1994 Bond Market Collapse

Discussion in 'Economics' started by Longcat1982, Oct 16, 2010.

  1. Can anyone clue me in what went on back then? I was too young pay attention. There seems to be a lot of comparison between now and then and what could happen when the bond "bubble" collapses.

    And from what I've researched, there doesn't seem to have been any significant economic crisis in 1994. Stock market was flat. Unemployment was fairly low and falling. GDP growth was steady. Only things that raised red flags were a VIX spike to 25 and the fed raising interest rates (probably cause of the collapse.)

    Also, did the bond "crisis" in 1994 contribute to the Republicans taking Congress?
     
  2. Try this:

    http://money.cnn.com/magazines/fortune/fortune_archive/1994/10/17/79850/index.htm

    Bacically, it was a bubble fueled by borrowed money/leverage. Remember LTCM? Investors who had $1 in the bank got $100 in loans to buy bonds because they sounded like safe bets. Then, when the FED increased the rate by 0.25% many were so leveraged they got margin calls. They had to sell bons to cover margin and this caused a greater plunge, a deleveraging.

    The same will happen to this bond market but the question is, when? It will be an ugly scene with many more ruins than in the previous crisis. Many investors rely on extremely high leverage to maintain their lifestyles. This will end soon. Society has no more resources to maintain anyone's lifestyle as before.

    The plunge of 1994 brought the long bond rate from around 5% to around 7%, I do not recall the exact numbers. Imagine what will happen when the rate goes from 4% to 8%.
     
  3. I recommend reading the article in the link below:

    http://www.derivativesstrategy.com/magazine/archive/1995-1996/1195qa.asp

    Remember that Stan Jonas has cult status on Wall Street for his acumen as a trader of derivatives.

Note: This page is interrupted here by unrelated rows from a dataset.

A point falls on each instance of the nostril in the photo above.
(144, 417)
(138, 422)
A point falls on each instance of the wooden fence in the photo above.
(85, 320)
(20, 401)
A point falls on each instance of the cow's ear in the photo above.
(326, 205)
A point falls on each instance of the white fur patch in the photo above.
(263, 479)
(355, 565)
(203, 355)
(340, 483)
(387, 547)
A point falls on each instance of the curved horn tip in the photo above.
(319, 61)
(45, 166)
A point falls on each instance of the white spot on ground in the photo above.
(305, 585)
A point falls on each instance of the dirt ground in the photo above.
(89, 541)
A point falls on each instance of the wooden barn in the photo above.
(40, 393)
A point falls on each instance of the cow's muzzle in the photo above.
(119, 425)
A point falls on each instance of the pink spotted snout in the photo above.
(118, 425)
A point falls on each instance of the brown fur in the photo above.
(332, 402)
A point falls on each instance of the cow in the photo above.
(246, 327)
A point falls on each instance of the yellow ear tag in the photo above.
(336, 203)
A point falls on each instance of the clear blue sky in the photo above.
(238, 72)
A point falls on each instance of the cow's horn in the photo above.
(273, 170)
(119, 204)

Nassim Taleb calls him a genius , etc... He wrote this all in 1995, long before we had the credit crisis, but it seems like his suggestions would have avoided one in the sense of how positions are accounted for (and never allowed leverage to grow as it did). Obviously Wall Street didn't want what he suggested.

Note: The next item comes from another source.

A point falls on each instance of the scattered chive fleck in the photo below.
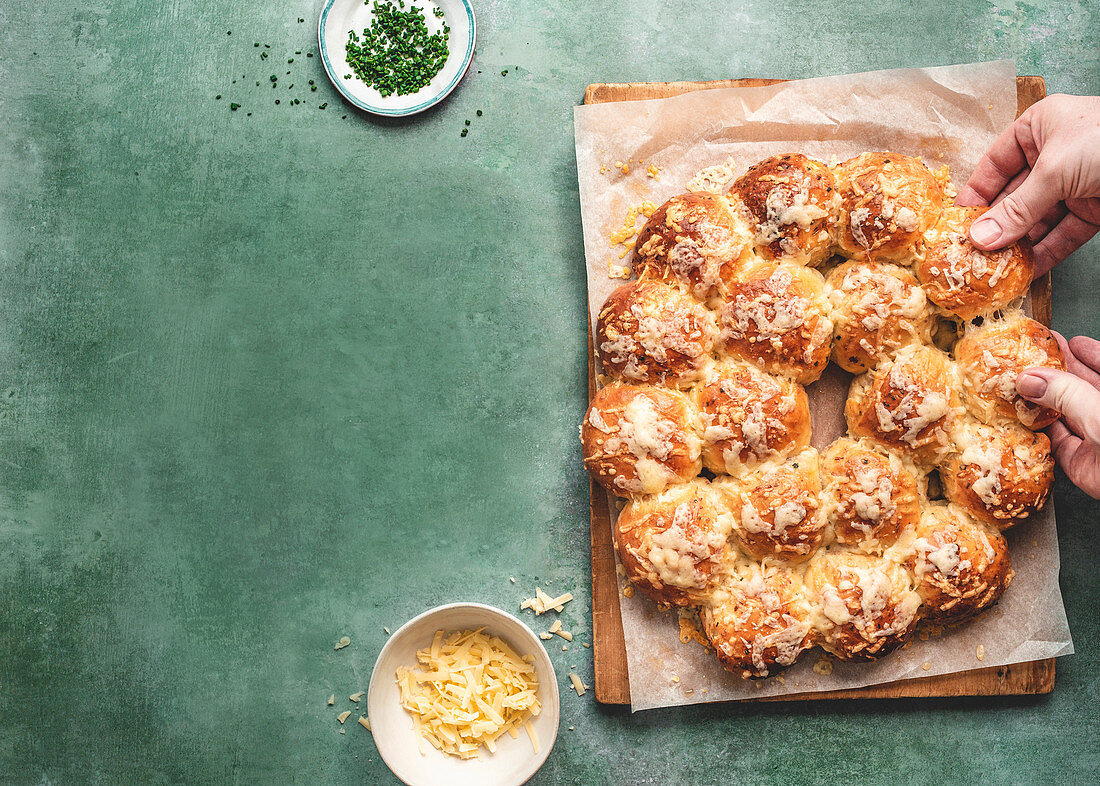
(396, 54)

    Jonas' view is very insightful, though I was not trading at the time, you read this article and it's very interesting how today's Market could be seen as lining up for a similar selloff in treasuries, and other instruments because of the high degree of correlation we have with the low rates. In my opinion, this time precipitating a decline in equities and high yield bonds and convertibles because the income stream from going long treasuries disappears... and so on.
     
  4. Visaria

    Visaria

    I was in college and trading options. Almost lost my whole acct (wasn't much, about £5k) by buying puts and selling them out for a loss. I was basically fighting the rise of the stock market, I think it looked overvalued (yes was a fundamentalist then). Had maybe £1k left. Stuck it all on FTSE puts, fed announced surprise rate hike, market tanked and kept going. Cashed out way too early on the puts (had to revise for exams!), but doubled my acct to £10k.

    edit: Yes, it was the surprise rate hike that caused the bond market to collapse (and the stock market with it).